Athletes Oppose California Bill
Don’t bar us from NCAA, they say.
SAY NAY: Bruce.
Exchanging their Speedos and football jerseys for dark business suits, swimmer Michael Bruce and linebacker David Bergeron, both ’04, traveled to the California General Assembly in January to ask legislators to vote nay on a so-called “student-athletes’ bill of rights.”
The bill, introduced by Democratic state senator Kevin Murray last year, was passed by the senate and is now in the higher education committee of the assembly. On the surface, it appears to support student-athletes. It mandates more coverage for athletic scholarships and health insurance, and it allows students to earn more money through employment, transfer without sitting out a year if their head coach leaves and hire agents to help them make decisions about whether to turn pro.
But the bill conflicts with NCAA rules, and if it became law, California schools would not be able to participate in the NCAA unless the organization amended its rules. No Rose Bowl. No March Madness. No NCAA revenue (a loss of $8 million for California’s four Pac-10 schools). In short, student-athletes say, a bad idea.
“We appreciate any efforts to increase student-athletes’ welfare, and we agree with a lot of the ideas Senator Murray has brought up,” Bruce says. “But we feel like student-athletes are being used as bargaining chips by the California legislature to pressure the NCAA into reformation.”
Bruce, a management science and engineering major, says SB 193 originally was presented as a protection for disadvantaged athletes. The NCAA was depicted as an institution that would go into lower-income neighborhoods, recruit talented athletes and train them for a few years, but not support them academically. “That’s why it generated a lot of momentum,” Bruce says. “Unfortunately, this bill doesn’t directly address those issues.”

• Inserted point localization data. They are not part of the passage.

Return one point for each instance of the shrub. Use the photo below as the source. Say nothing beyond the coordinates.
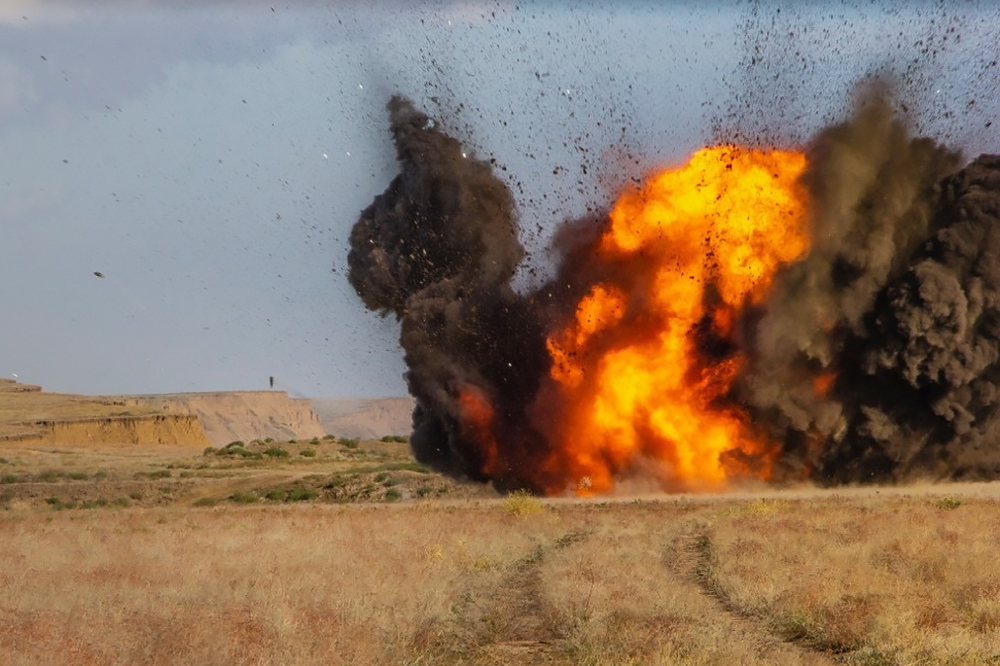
(521, 503)
(948, 503)
(276, 494)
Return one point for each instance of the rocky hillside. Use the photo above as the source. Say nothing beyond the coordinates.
(240, 415)
(366, 418)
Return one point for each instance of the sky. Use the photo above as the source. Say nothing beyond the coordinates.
(209, 158)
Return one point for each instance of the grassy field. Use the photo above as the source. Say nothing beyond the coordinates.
(341, 558)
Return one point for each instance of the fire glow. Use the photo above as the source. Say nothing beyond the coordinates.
(753, 313)
(632, 371)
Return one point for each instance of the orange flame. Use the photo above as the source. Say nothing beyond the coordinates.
(641, 374)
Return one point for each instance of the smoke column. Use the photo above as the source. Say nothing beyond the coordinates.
(438, 249)
(874, 357)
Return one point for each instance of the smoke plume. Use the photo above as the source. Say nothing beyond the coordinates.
(874, 356)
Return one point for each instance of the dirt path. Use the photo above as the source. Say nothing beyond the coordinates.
(687, 559)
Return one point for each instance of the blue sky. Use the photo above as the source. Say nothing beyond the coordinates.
(210, 158)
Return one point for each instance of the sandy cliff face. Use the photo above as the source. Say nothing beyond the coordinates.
(242, 415)
(111, 431)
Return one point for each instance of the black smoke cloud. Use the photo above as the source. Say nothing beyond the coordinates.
(898, 301)
(438, 250)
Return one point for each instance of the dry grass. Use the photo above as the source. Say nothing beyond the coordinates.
(863, 581)
(901, 581)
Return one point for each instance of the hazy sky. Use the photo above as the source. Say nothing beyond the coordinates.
(209, 158)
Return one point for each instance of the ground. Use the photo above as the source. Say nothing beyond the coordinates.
(258, 554)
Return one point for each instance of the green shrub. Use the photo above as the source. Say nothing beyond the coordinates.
(301, 494)
(243, 497)
(276, 494)
(521, 503)
(949, 503)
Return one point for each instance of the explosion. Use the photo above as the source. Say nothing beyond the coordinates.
(832, 313)
(644, 368)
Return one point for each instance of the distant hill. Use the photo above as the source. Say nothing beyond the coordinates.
(366, 418)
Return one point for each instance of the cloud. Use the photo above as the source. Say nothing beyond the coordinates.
(16, 88)
(27, 13)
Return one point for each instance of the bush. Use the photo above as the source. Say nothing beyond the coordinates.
(521, 503)
(300, 494)
(276, 494)
(949, 503)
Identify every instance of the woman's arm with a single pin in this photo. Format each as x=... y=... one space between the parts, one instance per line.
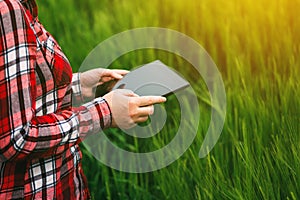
x=22 y=133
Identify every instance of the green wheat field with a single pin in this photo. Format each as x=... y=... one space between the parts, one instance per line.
x=256 y=46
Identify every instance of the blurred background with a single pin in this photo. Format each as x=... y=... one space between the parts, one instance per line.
x=255 y=45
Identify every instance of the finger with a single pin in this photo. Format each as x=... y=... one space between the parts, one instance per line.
x=127 y=92
x=121 y=71
x=146 y=110
x=141 y=119
x=150 y=100
x=117 y=74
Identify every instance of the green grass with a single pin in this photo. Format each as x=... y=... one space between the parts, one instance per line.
x=256 y=46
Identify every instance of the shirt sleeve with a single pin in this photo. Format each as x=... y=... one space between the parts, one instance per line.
x=76 y=90
x=22 y=133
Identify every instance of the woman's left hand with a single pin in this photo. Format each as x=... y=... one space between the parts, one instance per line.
x=91 y=79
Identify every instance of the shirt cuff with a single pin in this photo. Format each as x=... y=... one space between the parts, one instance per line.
x=77 y=97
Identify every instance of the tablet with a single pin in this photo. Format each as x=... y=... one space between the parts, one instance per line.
x=154 y=78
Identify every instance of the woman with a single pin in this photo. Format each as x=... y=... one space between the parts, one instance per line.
x=39 y=128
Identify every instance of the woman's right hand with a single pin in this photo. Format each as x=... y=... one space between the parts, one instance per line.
x=128 y=108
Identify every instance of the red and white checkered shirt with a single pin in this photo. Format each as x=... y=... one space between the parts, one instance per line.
x=39 y=128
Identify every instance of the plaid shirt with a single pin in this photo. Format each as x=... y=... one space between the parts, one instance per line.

Bruce, Bergeron and student-athletes from UC-Berkeley and the University of Southern California spent a full day talking with 11 of the higher education committee’s 13 members. After presenting a petition signed by more than 700 California student-athletes, the four students left Sacramento with promises from nine legislators that they would not vote the bill out of committee.
“We said, ‘Look, the NCAA is addressing these issues,’ ” Bruce says. The student-athletes pointed out that the NCAA is considering changes in scholarships and insurance, and also had recently instituted advisory committees to solicit student opinions.
Bruce thinks the student-athletes had a stealth weapon. “We didn’t have briefcases to carry, like a lot of lobbyists,” he says. “We just had our backpacks. But I think it made us look like we weren’t inside the system.”